先場所後、貴乃花部屋が消滅し、親方と別々の道を歩かなくてはいけなくなったときも、その思いを次のように熱く語っていた。
「小さい頃から、貴乃花親方についていくと思ってこの世界に入った。心の中では貴乃花親方の根本的な教えを忘れず、しっかりと自分の幹として叩き込んでいかないといけない」
年齢は若いが、こうと思い定めたときの貴景勝の信念の固さは、脱帽もの。高校相撲の名門、埼玉栄高出身で、「5日間も休めば弱くなる」と言われて修学旅行にも行かずに稽古していた、というエピソードにもそれがよく表れている。

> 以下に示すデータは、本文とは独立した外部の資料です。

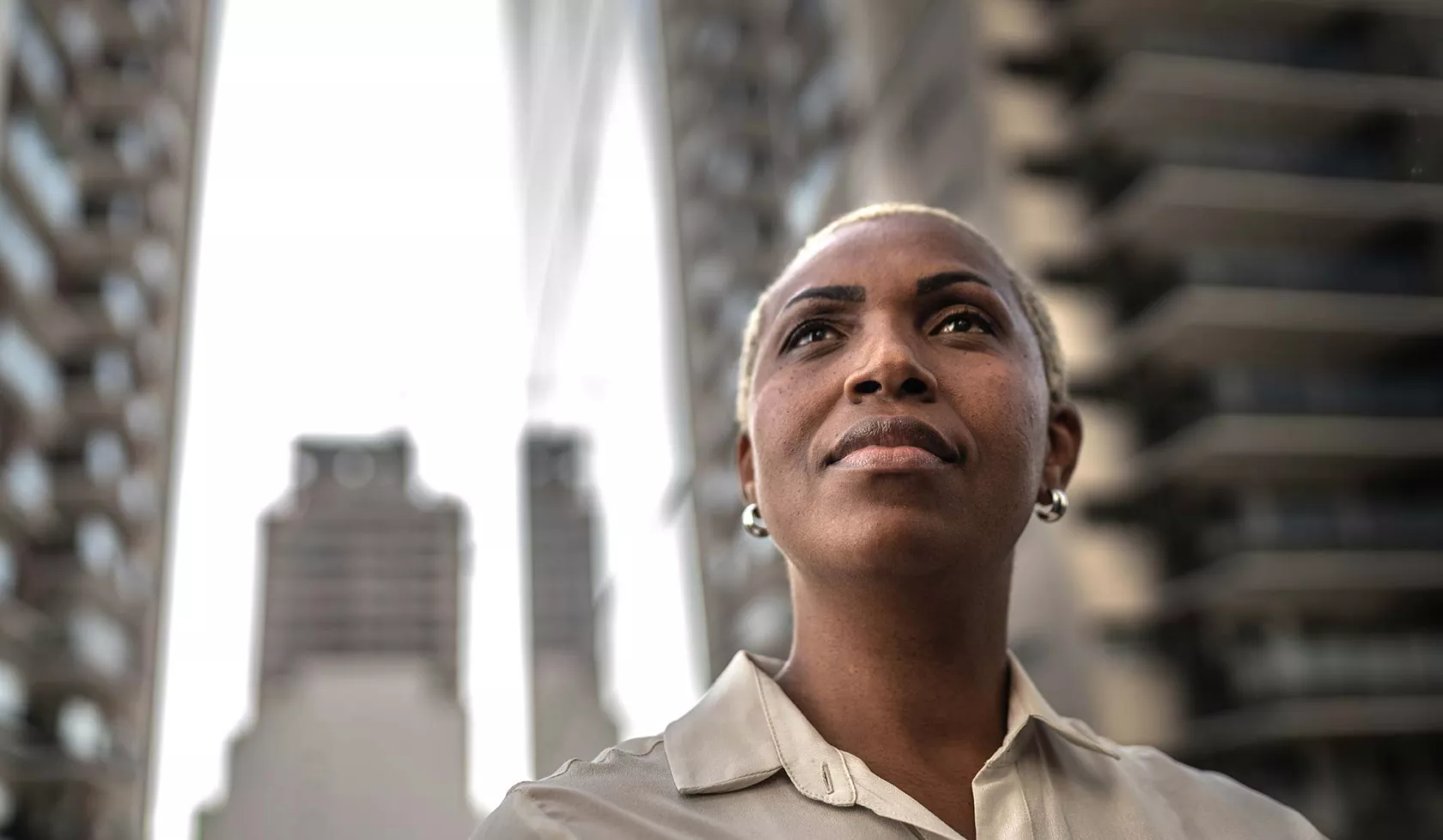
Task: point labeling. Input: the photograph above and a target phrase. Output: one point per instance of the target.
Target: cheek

相撲も175㌢、170キロの丸い体を目一杯使った突き押し一辺倒。この九州場所は、その上に元貴乃花親方の怨念ものっていたのだから、威力は倍増。初日、稀勢の里を左からはたき込んで腹ばいにしたときも、ニコリともせずこう話した。
「テレビで見ている人にヘタレな相撲は見せられない。たとえ負けても積極的な相撲を取ろうと思いました」
★協会真っ青のモロ貴乃花!
「テレビで見ている人」とは、もちろん元貴乃花親方のことだ。
気迫負けして敗れた稀勢の里は、この4日後にあたる5日目の朝、
「このままでは終われない。もう一度、チャンスをください」
と、師匠である田子ノ浦親方(元幕内隆の鶴)に申し入れ、休場している。貴乃花退職劇のとんだ犠牲者と言っていい。
こうして貴景勝は好調の波に乗ったが、「この強さは本物だ」と協会首脳が青くなったのが、9日目の大関栃ノ心戦だった。怪力自慢の大関に強烈なモロ手突き2発。1発目で体が後ろに吹き飛び、2発目で175㌔の体が浮き上がり、ドッと横倒しに転げ落ちた。
「どうなったのか、覚えていない」
栃ノ心はこう言ってうつろな目をしていたが、勝った貴景勝は澄まし顔。
「相撲は15日間の勝負ですから。9日目の成績は当てにはならない」
この貴乃花親方譲りの精神力が初優勝を呼び込んだ。
14日目、1差で追いかけていた高安との直接対決は土俵際で逆転負けし、涙を飲んだ。しかし、2敗で並んだ千秋楽では先に勝ってプレッシャーをかけ、御嶽海と戦う高安の敗北を誘い込んだ。
22歳3カ月は史上6番目のヤング優勝。小結の優勝は史上9人目だ。にもかかわらず、優勝が決まった瞬間、貴景勝は顔を真っ赤にしただけ。
「場所前、新しい部屋になったけど、一生懸命がんばることが(結果に)繋がると思ってやった。白黒を考えず、内容を求めてやったのがよかった」
優勝インタビューでも、こうはっきりと話し、大きな拍手を浴びた貴景勝。
来場所は、早くも大関取りの声もかかる。この元貴乃花親方の“申し子”の快挙に、協会首脳は戸惑いを隠せずにいる。